Les principaux obstacles techniques, économiques et environnementaux
La fabrication d’hydrogène repose presque partout sur le gaz naturel. À chaque tonne créée, c’est jusqu’à 10 tonnes de CO2 relâchées, un paradoxe pour une filière censée faire mieux que les solutions fossiles. Adopter l’hydrogène vert suppose de miser sur des électrolyseurs et de l’électricité renouvelable, mais la facture peut doubler, voire tripler, par rapport au modèle existant.
Stocker et transporter ce gaz ne va pas de soi. Comprimer à 700 bars, liquéfier à,253 °C, sécuriser les installations contre les fuites ou explosions, tout cela réclame des équipements onéreux et des normes de sécurité strictes. La pile à combustible, colonne vertébrale du secteur mobilité, impose de recourir au platine, matière première rare et chère, qui pèse sur l’équation économique.
Le rendement global de la chaîne hydrogène intrigue : chaque étape rogne l’efficacité. Entre le courant renouvelable, l’électrolyse, le stockage, le transport et la conversion finale en électricité, moins d’un tiers de l’énergie initiale arrive jusqu’à l’utilisateur, quand une batterie restitue plus de 70 %.
Pour mieux cerner où ça coince le plus, voici les obstacles majeurs qui barrent actuellement la route :
- Prix encore élevé de l’hydrogène bas-carbone
- Absence d’infrastructures adaptées pour le stockage et la distribution
- Rendement énergétique limité
- Difficultés de sécurité et dépendance au platine
Face à ces obstacles, la compétition s’organise : batteries électriques et carburants synthétiques avancent vite, profitant d’écosystèmes industriels plus matures. Même le recyclage des piles à combustible reste balbutiant, loin de ce que l’on observe pour les batteries lithium-ion.
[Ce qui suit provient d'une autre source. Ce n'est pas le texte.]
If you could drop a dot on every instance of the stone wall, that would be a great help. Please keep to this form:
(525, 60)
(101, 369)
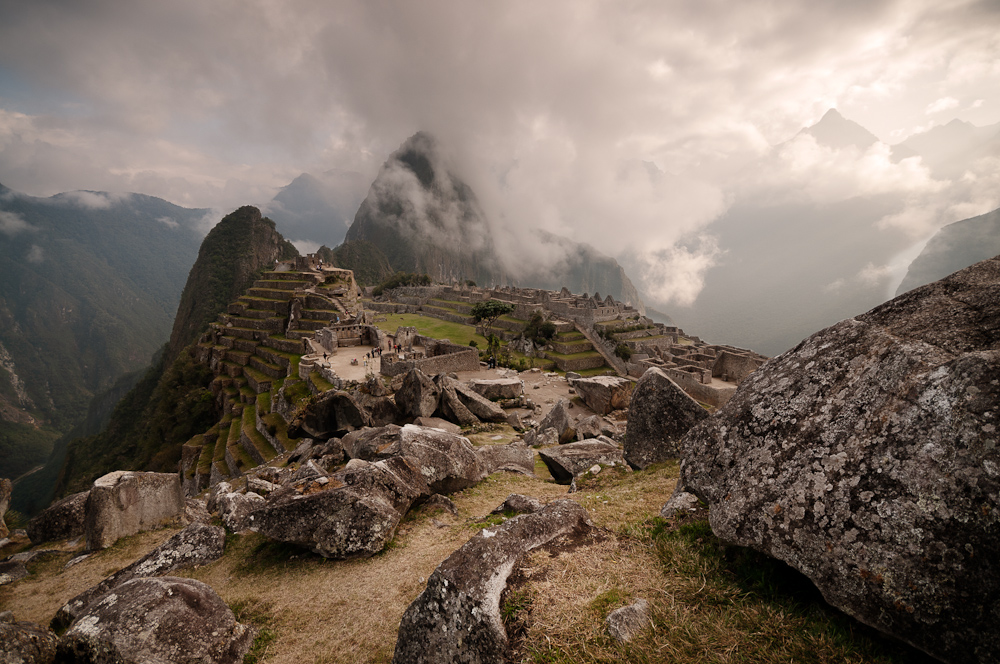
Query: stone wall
(442, 357)
(735, 367)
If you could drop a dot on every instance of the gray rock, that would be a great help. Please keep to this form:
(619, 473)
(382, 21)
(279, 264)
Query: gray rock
(11, 571)
(658, 417)
(198, 544)
(541, 437)
(604, 394)
(498, 388)
(62, 520)
(515, 458)
(6, 486)
(124, 503)
(680, 501)
(457, 617)
(624, 623)
(237, 510)
(559, 419)
(418, 396)
(332, 415)
(565, 462)
(437, 423)
(437, 501)
(26, 643)
(448, 462)
(158, 620)
(354, 514)
(866, 458)
(519, 504)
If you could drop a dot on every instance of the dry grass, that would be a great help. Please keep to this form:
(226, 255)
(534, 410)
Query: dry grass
(709, 603)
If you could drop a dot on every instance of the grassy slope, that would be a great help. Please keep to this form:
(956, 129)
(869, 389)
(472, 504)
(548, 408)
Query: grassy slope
(710, 603)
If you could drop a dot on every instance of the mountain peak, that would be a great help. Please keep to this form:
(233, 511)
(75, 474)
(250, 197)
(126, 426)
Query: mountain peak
(835, 131)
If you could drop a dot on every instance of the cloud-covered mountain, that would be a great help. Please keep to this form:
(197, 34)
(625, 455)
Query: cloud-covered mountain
(954, 247)
(824, 226)
(316, 210)
(89, 282)
(423, 217)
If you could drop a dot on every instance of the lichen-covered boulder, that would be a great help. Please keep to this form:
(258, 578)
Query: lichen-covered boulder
(159, 620)
(352, 513)
(198, 544)
(448, 462)
(26, 643)
(457, 617)
(567, 461)
(419, 395)
(603, 394)
(333, 414)
(124, 503)
(61, 520)
(498, 388)
(514, 458)
(559, 419)
(867, 459)
(659, 415)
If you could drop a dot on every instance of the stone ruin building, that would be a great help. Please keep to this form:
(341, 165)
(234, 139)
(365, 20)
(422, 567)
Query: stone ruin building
(588, 330)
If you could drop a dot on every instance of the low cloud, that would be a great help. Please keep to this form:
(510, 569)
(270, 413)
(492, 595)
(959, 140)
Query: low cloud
(12, 223)
(35, 254)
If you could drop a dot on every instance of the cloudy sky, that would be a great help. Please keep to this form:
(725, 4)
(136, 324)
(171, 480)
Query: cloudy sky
(629, 124)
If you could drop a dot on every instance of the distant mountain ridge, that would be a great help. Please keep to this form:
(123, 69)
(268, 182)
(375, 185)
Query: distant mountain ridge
(89, 282)
(953, 248)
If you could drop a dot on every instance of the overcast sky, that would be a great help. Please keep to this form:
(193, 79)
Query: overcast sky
(558, 111)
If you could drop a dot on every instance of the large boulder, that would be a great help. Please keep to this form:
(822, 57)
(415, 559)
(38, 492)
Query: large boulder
(159, 620)
(62, 520)
(567, 461)
(604, 394)
(457, 617)
(333, 414)
(352, 513)
(495, 389)
(514, 458)
(198, 544)
(6, 486)
(658, 417)
(867, 458)
(124, 503)
(448, 462)
(559, 419)
(419, 395)
(26, 643)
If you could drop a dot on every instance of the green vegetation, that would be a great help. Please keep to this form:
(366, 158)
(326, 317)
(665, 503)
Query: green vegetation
(401, 279)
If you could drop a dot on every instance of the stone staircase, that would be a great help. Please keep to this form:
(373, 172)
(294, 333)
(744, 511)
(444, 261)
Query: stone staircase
(254, 350)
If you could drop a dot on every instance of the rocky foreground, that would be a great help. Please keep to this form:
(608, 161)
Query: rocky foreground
(865, 458)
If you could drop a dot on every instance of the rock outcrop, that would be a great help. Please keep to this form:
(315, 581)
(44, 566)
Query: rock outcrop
(27, 643)
(125, 503)
(418, 396)
(457, 617)
(353, 513)
(559, 419)
(867, 458)
(567, 461)
(604, 394)
(198, 544)
(658, 417)
(5, 488)
(158, 620)
(62, 520)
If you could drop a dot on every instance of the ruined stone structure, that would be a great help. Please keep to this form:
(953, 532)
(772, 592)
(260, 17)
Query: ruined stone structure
(589, 329)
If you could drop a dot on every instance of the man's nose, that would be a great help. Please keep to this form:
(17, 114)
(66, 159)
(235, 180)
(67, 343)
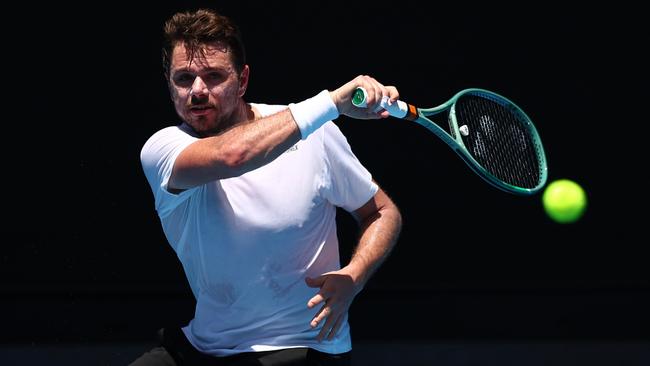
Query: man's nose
(199, 88)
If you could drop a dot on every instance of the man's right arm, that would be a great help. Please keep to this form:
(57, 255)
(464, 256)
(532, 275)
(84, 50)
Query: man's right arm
(255, 143)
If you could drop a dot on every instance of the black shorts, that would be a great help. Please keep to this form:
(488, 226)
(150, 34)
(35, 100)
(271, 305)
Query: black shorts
(176, 347)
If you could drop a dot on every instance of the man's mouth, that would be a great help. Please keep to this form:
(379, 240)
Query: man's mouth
(200, 109)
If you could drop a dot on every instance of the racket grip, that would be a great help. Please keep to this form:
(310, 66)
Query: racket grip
(398, 109)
Quelle place pour l’hydrogène dans les politiques de transition énergétique ?
La dynamique politique se veut ambitieuse, affichée sur tous les continents. En Europe notamment, la volonté d’accélérer la production d’hydrogène « vert » se traduit par des plans d’investissement, des alliances sectorielles, des objectifs chiffrés. On multiplie les appels à projets, les initiatives pour faire émerger une filière solide capable de rivaliser enfin avec les filières fossiles.
En France, le plan hydrogène mobilise plusieurs milliards d’euros et cible trois axes : moderniser les procédés de l’industrie lourde, déployer des transports moins carbonés, pousser la recherche. Autre rebondissement : la découverte de gisements d’hydrogène blanc en Lorraine, qui relance l’intérêt politique et médiatique. Mais passer du laboratoire à la production à grande échelle reste l’obstacle principal.
Dans le reste du monde aussi, les programmes se diversifient : création de giga-usines en Chine, trains à hydrogène opérationnels en Allemagne, centrales thermiques hybrides testées au Japon. Les États-Unis, le Canada, la Corée du Sud, l’Australie, chacun développe sa feuille de route et ses priorités.
Le véritable défi sera d’unir industriels, chercheurs et décideurs publics. Sans ce trio, pas de filière solide, pas de percée durable face à la concurrence croissante des batteries. L’hydrogène cherche encore sa place définitive et la vitesse pour l’atteindre dépendra de la volonté de transformer des annonces en actions. Si demain, l’hydrogène bascule dans l’ordinaire et rejoint les solutions crédibles de la transition, c’est qu’enfin, il aura quitté le stade de la promesse pour s’installer dans le réel.